E não é por acaso que Richard Blaine se transforma num cínico ao partir sozinho para Casablanca, onde abre o Rick’s Café Américain ao lado de seu fiel companheiro Sam. O cinismo permite-lhe tomar partido na guerra sem levantar suspeitas, como quando lhe perguntam sua nacionalidade e Rick responde sem pestanejar: Eu sou um bêbado. E isso faz dele um cidadão do mundo, completa o Capitão Renault. O diálogo certeiro de um roteiro escrito durante as filmagens. De alguma forma, naqueles tempos interessantes e cruéis, ninguém sabia qual seria o fim das personagens como também não se poderia afirmar quem sairia vencedor da guerra.

Eis a inocência perdida que Curtiz tão bem pontuou ao lado do talento indiscutível de Humphrey Bogart (Rick Blaine) e Ingrid Bergman (Ilsa Lund). Bogart é a alma do filme e Bergman o coração. Enquanto ele faz de tudo para esquecer o passado, ela não foge às lembranças de alguém vítima daquela abominável guerra. Assim, o típico herói, representado pelo marido que Ilsa achava ter sido morto num campo de concentração nazista, só existe porque também outros cidadãos comuns, como Rick e Ilsa, lutaram como lhes era possível, desistindo da Paris pré-guerra, agora ocupada pela França de Vichy.

Apresentando o viés dos Aliados, a produção conta com uma cena em particular que muda profundamente o cinema e, mesmo, toda a cultura ocidental: em seu café, Rick está conversando com Victor Laszlo, o marido de Ilsa, no momento em que soldados alemães entoam o hino de seu país. Indignado, Laszlo pede que a banda toque a Marselhesa, que logo é interpretada vigorosamente pelos presentes, fazendo com que os alemães desistam de sua própria exaltação pátria. Este é o momento de ruptura, tanto no filme quanto da história contemporânea. A partir dali, não há mais volta para Rick e Ilsa, como também está definido o inimigo a quem deve ser calado, seja através de armas (o tiro de Blaine no Major Heinrich Strasser) ou de uma música.

A arte não é apenas uma propaganda de guerra, mas uma condição essencial de nossa própria existência. Logo, a Marselhesa é tocada pela banda que entretém os frequentadores do Café Américain, enquanto o hino alemão parte dos bárbaros soldados nazistas. “De todos os bares do mundo, de todas as cidades em todo o mundo, ela entra no meu”, diz para si mesmo Rick, sabendo que não há mais tempo para fugir de quem ele realmente é. “Você é um sentimental”, lhe diz o Capitão Renault, seu mais novo amigo naquele mundo também recente com as cores de Marrocos e do Oriente. O sentimento não é de tristeza, seja como for.

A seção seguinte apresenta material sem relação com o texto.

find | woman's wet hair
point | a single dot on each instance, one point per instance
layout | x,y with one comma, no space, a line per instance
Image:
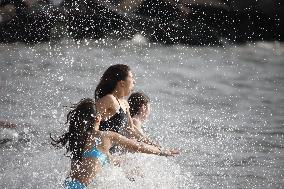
110,78
136,100
80,120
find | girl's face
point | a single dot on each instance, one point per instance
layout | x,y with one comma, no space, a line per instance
129,83
146,109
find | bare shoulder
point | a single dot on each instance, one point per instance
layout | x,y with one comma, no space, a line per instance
105,102
125,102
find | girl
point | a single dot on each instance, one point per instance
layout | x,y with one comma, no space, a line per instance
89,147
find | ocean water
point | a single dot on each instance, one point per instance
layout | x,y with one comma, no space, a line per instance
222,107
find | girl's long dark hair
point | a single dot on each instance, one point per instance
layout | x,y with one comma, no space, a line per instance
80,121
136,100
110,78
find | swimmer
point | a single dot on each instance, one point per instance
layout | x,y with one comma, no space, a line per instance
89,147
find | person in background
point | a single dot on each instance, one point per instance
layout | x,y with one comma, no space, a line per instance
139,104
89,147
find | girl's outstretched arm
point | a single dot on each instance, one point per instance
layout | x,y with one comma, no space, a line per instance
134,146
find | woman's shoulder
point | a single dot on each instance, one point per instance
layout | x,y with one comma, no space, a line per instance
107,99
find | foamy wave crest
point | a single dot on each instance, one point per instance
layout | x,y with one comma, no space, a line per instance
144,171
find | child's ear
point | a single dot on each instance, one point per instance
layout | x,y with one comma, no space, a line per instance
98,118
143,108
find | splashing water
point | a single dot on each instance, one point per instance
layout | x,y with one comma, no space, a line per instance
222,107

Da ausência de amor à amizade que se apresenta entre as nações – o francês Renault e o americano Blaine –, o futuro não é trágico, apesar da guerra.

Todo o elenco de apoio da película insere também uma dignidade que provavelmente não se compara a nenhuma outra produção daqueles anos de guerra. Paul Henreid (Victor Laszlo), Claude Rains (Capitão Louis Renault), Conrad Veidt (Major Heinrich Strasser), Peter Lorre (Ugarte) e Dooley Wilson (Sam, que nunca recebeu um pedido para tocar As Times Goes By de novo), especialmente, são pura sofisticação naquela sinceridade característica de Michael Curtiz.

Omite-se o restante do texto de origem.